Welcome to Pulse of the Planet’s Science Diaries, a glimpse of the world of science from the inside. This month – a look back at some of our favorite stories. John Beggs is a biophysicist at Indiana University. He and his students have traveled to Indianapolis to collect brain tissue from a neurosurgeon. The tissue is being removed because it was scarred as the result of a car accident. The samples are donated to the Beggs lab, in the hope that by learning more about brain activity, new treatments can be developed for disorders like epilepsy.

“So, the tissue was just removed.”
“This is a really big piece of tissue.”
“What do you want for time information?”
“Maybe four minutes.

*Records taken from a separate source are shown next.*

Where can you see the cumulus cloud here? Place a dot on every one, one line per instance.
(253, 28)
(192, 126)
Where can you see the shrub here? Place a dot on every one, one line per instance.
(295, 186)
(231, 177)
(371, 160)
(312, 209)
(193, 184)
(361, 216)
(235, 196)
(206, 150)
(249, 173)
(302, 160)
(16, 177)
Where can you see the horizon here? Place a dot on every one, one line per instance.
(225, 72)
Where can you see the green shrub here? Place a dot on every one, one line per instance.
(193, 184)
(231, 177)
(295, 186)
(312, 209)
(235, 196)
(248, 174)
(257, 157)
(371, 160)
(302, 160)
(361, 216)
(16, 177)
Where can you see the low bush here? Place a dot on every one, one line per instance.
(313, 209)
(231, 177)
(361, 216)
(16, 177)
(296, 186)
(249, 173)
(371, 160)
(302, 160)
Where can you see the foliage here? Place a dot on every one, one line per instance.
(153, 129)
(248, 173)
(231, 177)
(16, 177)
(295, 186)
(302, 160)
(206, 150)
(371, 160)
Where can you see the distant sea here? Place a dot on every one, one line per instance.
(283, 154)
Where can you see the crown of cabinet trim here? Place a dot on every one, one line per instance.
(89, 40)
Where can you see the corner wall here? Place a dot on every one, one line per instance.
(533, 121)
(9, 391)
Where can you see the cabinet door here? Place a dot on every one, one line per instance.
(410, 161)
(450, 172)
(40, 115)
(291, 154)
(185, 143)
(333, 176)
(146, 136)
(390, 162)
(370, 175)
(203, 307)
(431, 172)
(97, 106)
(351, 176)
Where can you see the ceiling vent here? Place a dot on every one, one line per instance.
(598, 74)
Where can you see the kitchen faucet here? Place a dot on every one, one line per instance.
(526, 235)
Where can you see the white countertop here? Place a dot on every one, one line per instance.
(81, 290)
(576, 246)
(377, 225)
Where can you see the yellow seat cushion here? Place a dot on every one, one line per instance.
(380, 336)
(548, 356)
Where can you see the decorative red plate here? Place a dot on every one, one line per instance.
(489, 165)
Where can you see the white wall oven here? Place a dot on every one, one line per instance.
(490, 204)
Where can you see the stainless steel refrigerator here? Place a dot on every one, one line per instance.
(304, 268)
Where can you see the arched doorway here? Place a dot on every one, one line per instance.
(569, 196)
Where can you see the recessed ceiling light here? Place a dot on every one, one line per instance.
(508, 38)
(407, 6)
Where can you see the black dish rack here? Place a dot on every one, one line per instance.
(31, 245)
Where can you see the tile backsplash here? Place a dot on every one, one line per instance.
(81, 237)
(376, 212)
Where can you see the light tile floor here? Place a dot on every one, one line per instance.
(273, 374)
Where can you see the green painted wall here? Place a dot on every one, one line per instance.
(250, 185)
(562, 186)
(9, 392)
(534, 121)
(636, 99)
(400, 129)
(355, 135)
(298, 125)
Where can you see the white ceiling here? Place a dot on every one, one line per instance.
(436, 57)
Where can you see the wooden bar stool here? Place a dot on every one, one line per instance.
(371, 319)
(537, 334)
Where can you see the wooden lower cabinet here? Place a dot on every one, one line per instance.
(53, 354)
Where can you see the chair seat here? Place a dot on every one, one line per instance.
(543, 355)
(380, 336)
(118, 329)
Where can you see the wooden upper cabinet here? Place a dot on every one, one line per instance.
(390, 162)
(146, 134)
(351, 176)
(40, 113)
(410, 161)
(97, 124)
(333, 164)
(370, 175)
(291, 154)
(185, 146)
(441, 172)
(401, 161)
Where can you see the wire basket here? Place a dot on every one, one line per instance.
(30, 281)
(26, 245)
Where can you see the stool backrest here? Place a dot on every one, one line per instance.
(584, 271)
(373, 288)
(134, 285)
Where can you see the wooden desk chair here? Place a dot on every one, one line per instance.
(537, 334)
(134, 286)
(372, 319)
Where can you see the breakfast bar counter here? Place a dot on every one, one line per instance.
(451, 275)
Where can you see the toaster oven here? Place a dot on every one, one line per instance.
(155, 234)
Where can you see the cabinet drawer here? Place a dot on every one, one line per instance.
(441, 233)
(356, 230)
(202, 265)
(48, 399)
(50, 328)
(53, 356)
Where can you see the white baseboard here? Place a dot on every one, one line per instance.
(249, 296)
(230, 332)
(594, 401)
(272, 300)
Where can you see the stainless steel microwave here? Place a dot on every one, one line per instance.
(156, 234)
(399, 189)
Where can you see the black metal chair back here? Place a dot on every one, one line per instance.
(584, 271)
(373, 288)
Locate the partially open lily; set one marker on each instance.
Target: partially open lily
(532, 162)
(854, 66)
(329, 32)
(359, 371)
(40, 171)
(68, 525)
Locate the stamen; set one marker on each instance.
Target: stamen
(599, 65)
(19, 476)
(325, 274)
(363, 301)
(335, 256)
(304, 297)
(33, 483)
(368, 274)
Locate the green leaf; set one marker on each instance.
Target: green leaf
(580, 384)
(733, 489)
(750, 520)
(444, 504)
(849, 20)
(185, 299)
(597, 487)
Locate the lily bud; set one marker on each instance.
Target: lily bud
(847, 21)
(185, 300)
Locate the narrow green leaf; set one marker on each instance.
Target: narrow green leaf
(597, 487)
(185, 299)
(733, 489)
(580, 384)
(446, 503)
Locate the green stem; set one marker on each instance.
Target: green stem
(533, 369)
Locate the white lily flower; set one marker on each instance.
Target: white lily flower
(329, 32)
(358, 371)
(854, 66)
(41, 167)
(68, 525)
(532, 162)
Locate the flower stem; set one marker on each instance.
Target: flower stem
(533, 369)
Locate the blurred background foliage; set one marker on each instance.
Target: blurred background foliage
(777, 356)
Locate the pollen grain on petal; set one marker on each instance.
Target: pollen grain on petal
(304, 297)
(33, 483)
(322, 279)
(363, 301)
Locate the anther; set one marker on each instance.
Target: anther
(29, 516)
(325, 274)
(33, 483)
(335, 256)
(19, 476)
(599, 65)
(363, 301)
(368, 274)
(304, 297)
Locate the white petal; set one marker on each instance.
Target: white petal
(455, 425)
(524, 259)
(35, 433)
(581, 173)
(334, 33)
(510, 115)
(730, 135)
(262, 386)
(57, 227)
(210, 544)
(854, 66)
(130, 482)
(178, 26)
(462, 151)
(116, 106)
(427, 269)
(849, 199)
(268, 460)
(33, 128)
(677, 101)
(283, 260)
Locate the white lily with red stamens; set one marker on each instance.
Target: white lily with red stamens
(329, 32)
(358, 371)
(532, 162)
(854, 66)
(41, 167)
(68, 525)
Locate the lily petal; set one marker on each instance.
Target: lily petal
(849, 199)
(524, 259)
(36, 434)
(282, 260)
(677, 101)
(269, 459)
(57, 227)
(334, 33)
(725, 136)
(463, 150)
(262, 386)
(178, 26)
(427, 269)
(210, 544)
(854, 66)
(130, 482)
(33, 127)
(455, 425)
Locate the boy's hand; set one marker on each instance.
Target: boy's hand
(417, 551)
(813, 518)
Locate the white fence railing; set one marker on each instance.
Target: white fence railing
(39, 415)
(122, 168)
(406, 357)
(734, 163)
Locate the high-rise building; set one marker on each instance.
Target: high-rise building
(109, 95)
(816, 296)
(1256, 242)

We’ll pull the tissue out, I’ll stick it on here. We’re gonna use the chemwipe to take some of the solution out, but not all This tissue is alive as soon as we get it. I mean, this just came from the brain.”

[slicer sound]

But it’s a race against time. As minutes elapse, brain tissue dies, and the likelihood of recording any activity from it becomes increasingly remote.

“Okay, so the day hasn’t gone as well as we’d hoped. We’re here looking at the activity on the array, well. the lack of activity on the array, and we’re 43 minutes into the third slice, and things aren’t looking too good.”

There will be successful scans from other brain samples. It’s all part of the continuing trial and error process of how science works.

Pulse of the Planet’s Science Diaries are made possible by the National Science Foundation.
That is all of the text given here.